Presentation information

Oral presentation

R1: Characterization and description of minerals (Joint Session with The Gemmological Society of Japan)

Thu. Sep 12, 2024 10:00 AM - 12:00 PM ES024 (Higashiyama Campus)

Chairperson:Masanori Kurosawa, Hiroshi Kitawaki

10:35 AM - 10:50 AM

[R1-03] Clay mineral characterization by Optical Photothermal Induced Resonance (O-PTIR)

「発表賞エントリー」

*Taro Kido1, Yohey Suzuki1 (1. The University of Tokyo)

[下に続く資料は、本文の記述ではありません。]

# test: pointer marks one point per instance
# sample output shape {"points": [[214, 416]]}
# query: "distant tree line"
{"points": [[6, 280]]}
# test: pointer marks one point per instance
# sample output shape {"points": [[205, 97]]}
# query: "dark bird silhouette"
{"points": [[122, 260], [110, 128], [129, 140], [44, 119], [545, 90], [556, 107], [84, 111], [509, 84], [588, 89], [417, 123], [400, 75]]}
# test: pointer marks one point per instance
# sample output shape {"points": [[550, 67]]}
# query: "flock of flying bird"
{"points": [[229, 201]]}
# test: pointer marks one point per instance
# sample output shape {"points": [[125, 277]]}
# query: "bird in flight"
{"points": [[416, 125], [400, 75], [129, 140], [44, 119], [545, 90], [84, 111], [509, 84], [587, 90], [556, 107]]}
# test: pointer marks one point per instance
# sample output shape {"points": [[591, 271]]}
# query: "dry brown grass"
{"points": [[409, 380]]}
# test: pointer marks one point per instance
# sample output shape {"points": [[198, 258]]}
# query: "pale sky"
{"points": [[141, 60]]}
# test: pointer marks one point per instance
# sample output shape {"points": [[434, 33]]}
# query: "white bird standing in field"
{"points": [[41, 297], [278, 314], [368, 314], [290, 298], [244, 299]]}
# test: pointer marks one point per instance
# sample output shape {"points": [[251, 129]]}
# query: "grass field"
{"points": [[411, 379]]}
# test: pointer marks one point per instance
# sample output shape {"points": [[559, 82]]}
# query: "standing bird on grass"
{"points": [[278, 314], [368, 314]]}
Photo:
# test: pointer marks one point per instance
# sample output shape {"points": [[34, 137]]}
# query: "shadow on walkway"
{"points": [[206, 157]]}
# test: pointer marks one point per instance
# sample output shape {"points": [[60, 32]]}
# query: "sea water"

Keywords:smectite, IR spectroscopy, Raman spectroscopy, X-ray diffraction, SEM-EDS

粘土鉱物の同定で最も有効な分析手法は粉末試料のX線回折法(XRD)である。粘土鉱物の中でも膨潤性に富むスメクタイトは、エチレングリコールで処理することで底角側のピークがシフトすることで同定が可能である。しかし、この方法では岩石中の鉱物から形成した微少量の粘土鉱物を同定する場合にはしばしば問題が発生する。例えば、岩石中で一次鉱物と粘土鉱物の位置関係を明らかにできない問題、また十分な量の試料が得られないと明瞭なピークの取得が困難という問題がある。これらの問題を解決するために、結晶中の結合の情報と元素情報の両方を明らかにできる赤外分光法、特に光熱変換型赤外分光法(O-PTIR)を用いた粘土鉱物の同定を試みた。O-PTIRの原理は、試料に波長を変えられる赤外光レーザーを照射し、試料を赤外光で熱膨張させ、その熱膨張を赤外光レーザーと同軸の可視光レーザープローブで測定する。このように、O-PTIRは通常の赤外分光法と同様のスペクトルが得られる分析手法である。通常の赤外分光法の分析では、透過試料を作成する必要があり、透過しない岩石薄片から赤外スペクトルを得ることは困難であった。一方で、O-PTIRでは試料の上部から非接触・不透過で分析可能なため、岩石薄片に含まれる粘土鉱物の赤外スペクトルを容易に得られることが予想される。粘土鉱物の標準試料を顕微赤外分光法(μFT-IR)とO-PTIRで分析し、O-PTIRで粘土鉱物の赤外スペクトルが得られるか検証した。また、O-PTIRの分析で標準試料から得られたスペクトルと天然試料との比較することで、岩石薄片に含まれる粘土鉱物の位置の特定と同定を実施した。天然試料には東北沖のマントルゼノリスを含むプチスポット火山の玄武岩を対象とし、噴出後の深海底でマントルゼノリスと海水が反応することで形成した粘土鉱物を同定することを目的とした。モンモリロナイトの標準試料(JCSS-3101)のμFT-IRの分析では、910 cm-1、1030 cm-1、1110 cm-1、1640 cm-1のピークが認められ、O-PTIRでも同様のピークが認められた。よって、O-PTIRの分析では粘土鉱物、特にスメクタイトからスペクトルが得られることが確かめられた。当日の発表では、標準試料と天然試料について、μFT-IRとO-PTIRのスペクトルだけでなく、顕微ラマン分光法による分光分析やエネルギー分散型X線分光装置付属の走査型電子顕微鏡(SEM-EDS)による元素分析の結果と比較し、天然試料におけるO-PTIRによる粘土鉱物の同定の可能性や分析対象の拡張性について議論する。